GlaxoSmithKline investigated in China for bribing

Glaxosmithkline ChinaGlaxoSmithKline (GSK), a major British pharmaceutical company, is accused in China of using more than 700 brokers and travel agents to bribe doctors and lawyers with money and sexual favors.

Four directors of the GSK subsidiary in Shanghai were arrested by Chinese authorities and confessed of bribing doctors. Chief financial officer, Steve Nechelput, was barred from leaving the country. The investigation started by Beijing authorities refer to practices dating from 2007, and the value of transactions is around $300 million. The four are suspected of corruption, serious economic offenses and tax offenses, as they were having responsibilities in human resources departments, legal affairs and were co-ordinating the commercial activities in China.

According to the publication “Les Nouvelles de Peking”, more than 20 people were arrested, including officials with ties to the pharmaceutical sector or travel agencies. GSK is one of the major international pharmaceutical companies in China, with a total investment of over $500 million.

Chinese authorities have announced that they have closed a travel agency involved in this scandal. The Shanghai Linjiang International agency was ordered to cease operations because of “illegal activities” including false billings. One of the agency executives, Weng Jianyong, was arrested. GSK Employees made through the travel agency, illegal payments between 40,000 yuan ($6,500) and 500,000 yuan ($81,500).

GlaxoSmithKline says it was informed about the investigation at the beginning of this month and did not find any evidence about corruption, but announced that it will cooperate with the authorities in this case.

Moreover, the company has sent to China its head for emerging markets, Abbas Hussain, and two other executives, to coordinate the company’s response to the crisis triggered by allegations of corruption. The company said it was concerned by the scandal, which it called “shameful” because it is likely to undermine the reputation and business of the company in a growing market. The company hired the auditing company Ernst & Young for an independent review of its system of China. GSK sales in China reached nearly $920 million in 2012, up by 17% compared to 2011, but this market is only a small part of the company’s global revenues.

The health system in China is known for corruption issues. Public hospitals often use the sale of drugs to compensate for insufficient funds from the budget, and doctors supplement their income with bribes and gifts from patients and pharmaceutical companies.

Minor cases of corruption are investigated by trading officials but GSK investigation is led by the Ministry of Public Security, which means that the penalties could be severe if there is sufficient evidence of wrongdoing.
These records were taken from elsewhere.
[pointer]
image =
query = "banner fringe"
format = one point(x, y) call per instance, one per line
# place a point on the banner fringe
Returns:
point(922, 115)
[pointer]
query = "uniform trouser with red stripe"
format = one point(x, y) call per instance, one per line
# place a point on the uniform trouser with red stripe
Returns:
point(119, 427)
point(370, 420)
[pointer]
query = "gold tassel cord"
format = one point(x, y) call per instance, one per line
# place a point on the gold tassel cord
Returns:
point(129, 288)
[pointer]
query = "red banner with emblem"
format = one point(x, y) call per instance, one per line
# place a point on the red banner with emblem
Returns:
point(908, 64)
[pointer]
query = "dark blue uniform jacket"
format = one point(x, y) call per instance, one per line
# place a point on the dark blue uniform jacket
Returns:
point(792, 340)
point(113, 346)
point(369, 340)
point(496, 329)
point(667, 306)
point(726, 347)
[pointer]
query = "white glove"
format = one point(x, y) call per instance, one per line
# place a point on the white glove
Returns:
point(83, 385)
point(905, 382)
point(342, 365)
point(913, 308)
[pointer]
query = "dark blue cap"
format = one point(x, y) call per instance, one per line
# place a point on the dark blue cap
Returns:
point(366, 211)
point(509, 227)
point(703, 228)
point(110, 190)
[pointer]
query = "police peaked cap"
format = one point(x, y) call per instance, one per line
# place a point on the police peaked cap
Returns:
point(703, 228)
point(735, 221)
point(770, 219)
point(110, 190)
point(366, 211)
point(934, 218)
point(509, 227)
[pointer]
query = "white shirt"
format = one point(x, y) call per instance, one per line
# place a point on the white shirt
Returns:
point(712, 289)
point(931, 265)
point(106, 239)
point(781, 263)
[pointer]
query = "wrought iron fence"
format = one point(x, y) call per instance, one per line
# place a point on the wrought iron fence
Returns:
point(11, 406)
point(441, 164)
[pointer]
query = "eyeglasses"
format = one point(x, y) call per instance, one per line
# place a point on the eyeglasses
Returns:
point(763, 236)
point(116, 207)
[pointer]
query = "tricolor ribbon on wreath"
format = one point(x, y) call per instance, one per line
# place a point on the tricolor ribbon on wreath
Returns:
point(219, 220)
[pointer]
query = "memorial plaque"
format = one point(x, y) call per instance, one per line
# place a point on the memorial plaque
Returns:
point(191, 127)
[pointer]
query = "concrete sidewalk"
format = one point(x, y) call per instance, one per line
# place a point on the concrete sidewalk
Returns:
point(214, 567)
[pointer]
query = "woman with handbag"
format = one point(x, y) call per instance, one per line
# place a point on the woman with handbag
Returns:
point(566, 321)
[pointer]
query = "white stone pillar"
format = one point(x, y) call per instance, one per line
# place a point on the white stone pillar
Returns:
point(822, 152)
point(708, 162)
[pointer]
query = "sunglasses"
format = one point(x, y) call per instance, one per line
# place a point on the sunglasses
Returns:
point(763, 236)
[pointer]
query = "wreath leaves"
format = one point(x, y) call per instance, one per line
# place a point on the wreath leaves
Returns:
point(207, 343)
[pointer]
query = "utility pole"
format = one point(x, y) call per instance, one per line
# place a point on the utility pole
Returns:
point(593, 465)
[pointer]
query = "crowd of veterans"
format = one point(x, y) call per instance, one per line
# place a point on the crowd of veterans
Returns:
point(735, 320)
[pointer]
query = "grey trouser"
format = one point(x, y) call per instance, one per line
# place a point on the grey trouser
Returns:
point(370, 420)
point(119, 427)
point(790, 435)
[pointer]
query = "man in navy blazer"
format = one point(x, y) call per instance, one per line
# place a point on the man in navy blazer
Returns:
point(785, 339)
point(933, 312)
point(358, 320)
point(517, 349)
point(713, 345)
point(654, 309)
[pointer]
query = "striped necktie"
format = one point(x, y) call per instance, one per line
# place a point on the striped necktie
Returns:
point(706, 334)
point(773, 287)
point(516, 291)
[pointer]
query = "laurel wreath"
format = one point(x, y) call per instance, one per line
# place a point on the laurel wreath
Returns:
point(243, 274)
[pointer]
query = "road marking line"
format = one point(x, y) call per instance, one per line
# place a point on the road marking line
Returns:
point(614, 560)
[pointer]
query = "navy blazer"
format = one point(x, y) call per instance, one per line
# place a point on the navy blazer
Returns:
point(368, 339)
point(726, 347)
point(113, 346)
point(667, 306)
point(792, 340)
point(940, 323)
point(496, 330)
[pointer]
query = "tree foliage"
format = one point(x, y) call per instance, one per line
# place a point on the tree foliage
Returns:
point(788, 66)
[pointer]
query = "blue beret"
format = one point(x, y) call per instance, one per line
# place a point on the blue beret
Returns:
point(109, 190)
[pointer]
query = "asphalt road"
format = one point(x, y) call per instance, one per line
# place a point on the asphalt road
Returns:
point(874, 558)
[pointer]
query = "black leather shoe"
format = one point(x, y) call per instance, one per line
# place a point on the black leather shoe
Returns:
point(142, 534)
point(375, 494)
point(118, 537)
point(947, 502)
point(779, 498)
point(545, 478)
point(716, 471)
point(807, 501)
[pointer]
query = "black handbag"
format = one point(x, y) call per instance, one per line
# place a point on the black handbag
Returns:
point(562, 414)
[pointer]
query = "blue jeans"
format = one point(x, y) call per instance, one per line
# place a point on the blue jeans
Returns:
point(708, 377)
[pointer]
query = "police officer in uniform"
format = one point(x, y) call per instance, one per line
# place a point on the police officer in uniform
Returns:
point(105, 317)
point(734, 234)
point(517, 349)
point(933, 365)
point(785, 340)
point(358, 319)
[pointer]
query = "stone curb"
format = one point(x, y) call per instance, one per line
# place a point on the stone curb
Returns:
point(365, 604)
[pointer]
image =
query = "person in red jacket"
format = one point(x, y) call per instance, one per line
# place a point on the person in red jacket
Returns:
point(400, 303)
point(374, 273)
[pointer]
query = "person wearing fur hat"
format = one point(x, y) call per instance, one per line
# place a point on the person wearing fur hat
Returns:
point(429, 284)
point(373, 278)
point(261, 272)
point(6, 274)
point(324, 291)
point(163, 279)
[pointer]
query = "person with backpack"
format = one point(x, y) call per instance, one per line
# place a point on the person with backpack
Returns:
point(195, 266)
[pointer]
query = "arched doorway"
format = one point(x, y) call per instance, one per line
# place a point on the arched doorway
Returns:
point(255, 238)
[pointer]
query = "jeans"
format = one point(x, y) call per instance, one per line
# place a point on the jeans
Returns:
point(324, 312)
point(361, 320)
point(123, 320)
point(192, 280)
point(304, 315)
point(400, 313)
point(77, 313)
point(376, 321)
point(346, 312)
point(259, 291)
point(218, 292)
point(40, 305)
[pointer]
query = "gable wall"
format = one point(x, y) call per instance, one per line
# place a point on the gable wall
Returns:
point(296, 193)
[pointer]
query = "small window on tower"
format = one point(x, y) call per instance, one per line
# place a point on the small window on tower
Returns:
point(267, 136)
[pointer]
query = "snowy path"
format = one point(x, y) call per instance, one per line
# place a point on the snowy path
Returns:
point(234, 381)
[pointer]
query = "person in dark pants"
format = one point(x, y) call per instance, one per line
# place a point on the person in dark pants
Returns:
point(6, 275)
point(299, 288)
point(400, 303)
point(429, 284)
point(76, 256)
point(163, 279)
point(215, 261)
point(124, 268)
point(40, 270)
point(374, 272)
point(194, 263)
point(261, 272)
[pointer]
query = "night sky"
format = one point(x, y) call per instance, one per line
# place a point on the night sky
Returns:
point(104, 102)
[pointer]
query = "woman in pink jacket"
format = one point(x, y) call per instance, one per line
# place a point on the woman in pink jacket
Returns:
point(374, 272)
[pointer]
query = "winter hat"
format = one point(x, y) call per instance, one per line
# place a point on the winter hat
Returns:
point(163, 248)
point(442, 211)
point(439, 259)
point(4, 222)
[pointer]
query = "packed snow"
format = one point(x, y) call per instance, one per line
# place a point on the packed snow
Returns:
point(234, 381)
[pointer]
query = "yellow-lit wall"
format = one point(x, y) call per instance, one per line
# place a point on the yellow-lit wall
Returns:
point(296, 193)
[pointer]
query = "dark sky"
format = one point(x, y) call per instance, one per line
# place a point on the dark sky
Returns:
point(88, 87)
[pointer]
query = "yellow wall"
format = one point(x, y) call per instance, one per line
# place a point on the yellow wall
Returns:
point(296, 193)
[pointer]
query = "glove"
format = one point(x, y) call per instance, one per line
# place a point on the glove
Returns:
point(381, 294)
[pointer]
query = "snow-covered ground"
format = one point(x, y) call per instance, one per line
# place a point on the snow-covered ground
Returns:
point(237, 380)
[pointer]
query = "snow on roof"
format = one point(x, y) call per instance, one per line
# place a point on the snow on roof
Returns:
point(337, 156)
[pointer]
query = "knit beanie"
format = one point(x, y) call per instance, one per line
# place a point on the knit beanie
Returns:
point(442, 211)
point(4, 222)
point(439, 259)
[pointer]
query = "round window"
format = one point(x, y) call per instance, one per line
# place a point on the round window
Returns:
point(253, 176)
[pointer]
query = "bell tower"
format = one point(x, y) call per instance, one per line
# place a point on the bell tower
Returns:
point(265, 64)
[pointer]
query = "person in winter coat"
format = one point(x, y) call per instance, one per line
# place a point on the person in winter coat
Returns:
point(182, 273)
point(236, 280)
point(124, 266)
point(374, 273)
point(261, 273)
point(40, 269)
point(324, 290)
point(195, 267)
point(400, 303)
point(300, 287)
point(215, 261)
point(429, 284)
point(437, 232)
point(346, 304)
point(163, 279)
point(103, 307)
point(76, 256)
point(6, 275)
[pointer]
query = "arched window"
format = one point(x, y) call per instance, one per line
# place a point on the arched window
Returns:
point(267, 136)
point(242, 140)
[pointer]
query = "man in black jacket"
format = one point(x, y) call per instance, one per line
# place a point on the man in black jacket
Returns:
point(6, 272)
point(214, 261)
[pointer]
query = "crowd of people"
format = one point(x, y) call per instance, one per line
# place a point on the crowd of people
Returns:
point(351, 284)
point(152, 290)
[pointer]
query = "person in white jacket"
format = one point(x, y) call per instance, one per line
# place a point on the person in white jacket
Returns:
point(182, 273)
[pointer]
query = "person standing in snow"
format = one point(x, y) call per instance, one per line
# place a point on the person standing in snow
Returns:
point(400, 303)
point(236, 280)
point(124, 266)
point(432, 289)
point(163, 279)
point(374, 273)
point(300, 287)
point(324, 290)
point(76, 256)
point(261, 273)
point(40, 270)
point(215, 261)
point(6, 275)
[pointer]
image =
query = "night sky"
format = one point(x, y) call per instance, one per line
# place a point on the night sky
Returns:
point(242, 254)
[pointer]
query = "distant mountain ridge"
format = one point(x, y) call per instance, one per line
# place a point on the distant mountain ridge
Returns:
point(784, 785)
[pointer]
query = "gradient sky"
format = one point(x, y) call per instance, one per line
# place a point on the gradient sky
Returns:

International companies with subsidiaries in China have become the target of investigation by the authorities. National Development and Reform Commission has started an investigation into the case of 60 pharmaceutical companies, including six international, including the U.S. company Merck, Japanese company Astellas and GSK from the UK. Tetra Pak Group became the subject of an antitrust investigation last week. Earlier this month, Beijing announced an investigation related to the price fixing of companies producing baby milk formula: Nestle, Abbott and Mead Johnson have reduced the price by 20% immediately after the start of this investigation.